For Penetration Testers

This case study illustrates the immense value of enumeration. During authorized assessments:

Check Shodan/Censys for the client's external IP ranges to identify exposed services that may have been overlooked.
Scan for database ports (27017, 9200, 6379, 5984, 9042, 5432, 3306) on all in-scope networks.
Attempt unauthenticated connections to any discovered database services.
Document the data exposure — not just that the database is accessible, but what types of data it contains and the potential business impact.

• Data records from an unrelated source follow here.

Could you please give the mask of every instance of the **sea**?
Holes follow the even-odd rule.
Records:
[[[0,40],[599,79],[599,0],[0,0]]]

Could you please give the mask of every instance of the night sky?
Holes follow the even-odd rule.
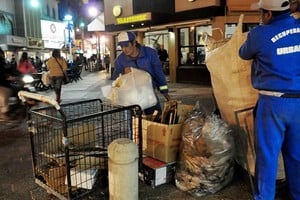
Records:
[[[103,0],[88,0],[86,4],[81,0],[60,0],[58,3],[59,19],[63,20],[65,15],[70,14],[73,17],[75,26],[81,22],[88,24],[93,20],[88,15],[88,8],[91,6],[102,12]]]

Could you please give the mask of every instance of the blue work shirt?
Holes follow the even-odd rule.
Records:
[[[254,88],[300,93],[300,22],[289,13],[252,29],[239,55],[245,60],[253,59]]]
[[[148,72],[152,77],[153,88],[167,94],[167,81],[156,50],[140,44],[137,44],[137,48],[140,51],[137,58],[126,56],[123,52],[116,58],[112,79],[115,80],[120,74],[124,74],[126,67],[134,67]]]

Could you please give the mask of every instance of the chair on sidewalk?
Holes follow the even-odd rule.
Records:
[[[70,69],[68,69],[67,74],[70,79],[70,82],[73,81],[77,82],[79,80],[82,80],[81,77],[82,68],[83,66],[81,64],[81,65],[73,66]]]

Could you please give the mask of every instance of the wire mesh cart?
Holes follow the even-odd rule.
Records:
[[[58,105],[23,91],[19,97],[44,102],[27,112],[33,172],[35,182],[59,199],[107,199],[107,147],[115,139],[133,140],[141,163],[139,106],[119,107],[100,99]]]

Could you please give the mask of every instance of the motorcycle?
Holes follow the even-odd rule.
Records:
[[[20,90],[25,90],[28,92],[36,92],[36,89],[34,87],[35,79],[31,74],[25,74],[15,77],[11,83],[10,86],[14,92],[14,96],[17,96],[18,92]]]
[[[18,98],[18,92],[25,90],[28,92],[36,92],[34,87],[35,79],[31,74],[15,76],[10,82],[12,95],[9,97],[10,115],[12,118],[25,117],[26,107],[24,103]]]

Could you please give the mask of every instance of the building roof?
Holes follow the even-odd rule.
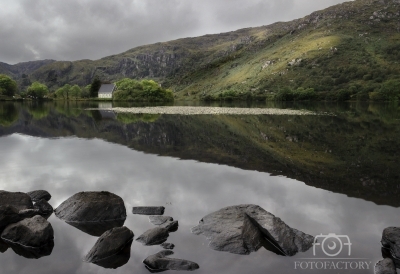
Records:
[[[99,94],[113,93],[115,90],[115,84],[102,84],[99,89]]]

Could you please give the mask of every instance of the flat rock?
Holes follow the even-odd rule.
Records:
[[[161,247],[164,248],[164,249],[174,249],[175,245],[171,244],[171,243],[162,243]]]
[[[4,253],[6,252],[8,249],[8,245],[3,242],[2,240],[0,240],[0,253]]]
[[[115,227],[100,236],[84,261],[105,268],[118,268],[129,261],[133,232],[126,227]]]
[[[175,232],[178,230],[179,223],[178,221],[167,221],[160,225],[159,227],[168,229],[169,232]]]
[[[387,249],[393,259],[400,260],[400,227],[388,227],[382,233],[382,247]]]
[[[168,237],[168,229],[163,227],[155,227],[140,235],[136,241],[142,243],[143,245],[159,245],[164,243]]]
[[[21,221],[18,209],[11,205],[0,206],[0,233],[10,224]]]
[[[36,208],[29,208],[29,209],[23,209],[19,211],[19,216],[21,216],[22,219],[26,218],[32,218],[33,216],[40,215],[39,209]]]
[[[55,214],[74,227],[85,232],[95,231],[91,235],[100,236],[124,224],[126,208],[121,197],[113,193],[79,192],[58,206]]]
[[[11,205],[17,210],[33,208],[31,197],[28,194],[0,190],[0,206],[2,205]]]
[[[163,215],[165,207],[163,206],[136,206],[132,208],[133,214],[139,215]]]
[[[192,271],[200,268],[195,262],[166,257],[172,254],[174,254],[174,252],[171,250],[163,250],[154,255],[150,255],[143,261],[143,263],[151,272],[165,270]]]
[[[311,248],[314,237],[290,228],[257,205],[230,206],[205,216],[192,233],[204,235],[218,251],[249,254],[260,247],[293,256]],[[271,248],[273,247],[273,248]]]
[[[53,207],[44,199],[39,200],[33,205],[34,209],[39,211],[39,214],[48,219],[53,214]]]
[[[46,190],[34,190],[27,192],[26,194],[28,194],[34,202],[38,202],[40,200],[45,200],[48,202],[51,199],[50,193],[48,193]]]
[[[396,267],[390,258],[383,259],[376,263],[375,274],[396,274]]]
[[[160,215],[154,215],[154,216],[149,216],[149,221],[153,225],[162,225],[165,222],[172,222],[174,218],[170,216],[160,216]]]

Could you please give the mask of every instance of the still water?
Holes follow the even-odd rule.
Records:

💡 MedSecure Scenario: During the MedSecure external assessment, a Shodan search reveals an Elasticsearch instance on port 9200 associated with one of MedSecure's development servers. The instance is accessible without authentication and contains a development copy of patient records. This is classified as a critical finding — it represents both a HIPAA violation and a patient privacy breach.

The Ongoing Challenge

Despite years of high-profile incidents, the problem persists. As of 2024, Shodan queries for exposed MongoDB and Elasticsearch instances still return tens of thousands of results. The reasons are structural:

Cloud makes deployment easy — but security is not automatic.
Default configurations prioritize convenience over security.
Rapid development cycles leave security as an afterthought.
Lack of monitoring means exposures go undetected for months or years.

Internet-wide scanning tools like Shodan and Censys have made the Internet more transparent. This transparency is a double-edged sword: it enables researchers to find and report exposures, but it also enables attackers to find and exploit them. The race between discovery and remediation continues.

Discussion Questions

Shodan and Censys make Internet-wide scanning data available to anyone. Should access to these tools be restricted? What would be the consequences of restricting versus not restricting access?
Many of the exposed databases were discovered by independent security researchers who then attempted responsible disclosure. However, some organizations responded with legal threats rather than gratitude. How should the security community handle this tension?
Should database vendors be held liable for default configurations that lead to data exposure? Should cloud providers bear responsibility for not flagging obviously exposed services?
If you discovered an exposed database containing medical records during an authorized penetration test, but the database belongs to a different organization than your client, what would you do?
How does the pattern of MongoDB/Elasticsearch exposure relate to the broader concept of "shifting security left" in the development lifecycle?

Key Takeaways

Default configurations kill security. MongoDB and Elasticsearch both defaulted to binding on all interfaces without authentication, directly leading to billions of exposed records.
Shodan and Censys transform Internet-wide scanning from a research curiosity into a practical security tool. Any exposed service will be indexed and discoverable within hours.
Enumeration reveals data exposure. The ability to connect to a database and enumerate its contents is the same skill used by both researchers and attackers.
Cloud deployment amplifies risk when security controls are not configured alongside infrastructure.
Continuous monitoring of your external attack surface (including Shodan/Censys monitoring) is essential for any organization.